Sexual Violence During Partition in Bapsi Sidhwa’s Cracking India and Deepa Mehta’s Earth


  • Nooshin Walji MacEwan University


In this thesis, I will analyze literary and cinematic representations of sexual violence during Partition by comparing Cracking India and Earth. I will discuss both Sidhwa’s and Mehta’s representations of Partition as not just an immediate historical catastrophe but as a lingering cultural presence. However, Sidhwa’s novel focuses on the sociocultural permissibility toward sexual violence that pervaded daily life in Lahore in early 20th century, and which forms the vital backdrop to and explanation for the unthinkable sexual violence that occurred on an extreme scale during Partition. In contrast, Mehta’s film promotes the more widely recognized narrative of Partition, which emphasizes the tragic effects of religious communalism and its attendant nationalism, and which found expression through sexual violence.

In what follows, I will suggest that Mehta provides opportunities for catharsis--similar to Butalia’s “remembering in order to forget”--through symbolic reunification amongst South Asia’s religious communities, imagined through film.
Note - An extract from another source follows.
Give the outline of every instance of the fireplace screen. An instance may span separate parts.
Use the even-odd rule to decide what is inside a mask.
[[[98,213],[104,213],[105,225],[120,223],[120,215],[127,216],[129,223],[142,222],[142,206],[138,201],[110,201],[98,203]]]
Indeed, this move from Anglophone novel to Hindi film posits translation not only as a means of reunification but also as an antidote to the nationalist sentiments that ultimately led to the Partition itself. In contrast, Sidhwa’s novel emphasizes the ongoing sexual violence embedded in South Asian cultural norms, which transcends both religious community and national borders, ultimately resisting the trope of Partition as a dramatic break with daily life, and instead representing the continuing undercurrent of violence against women in South Asia.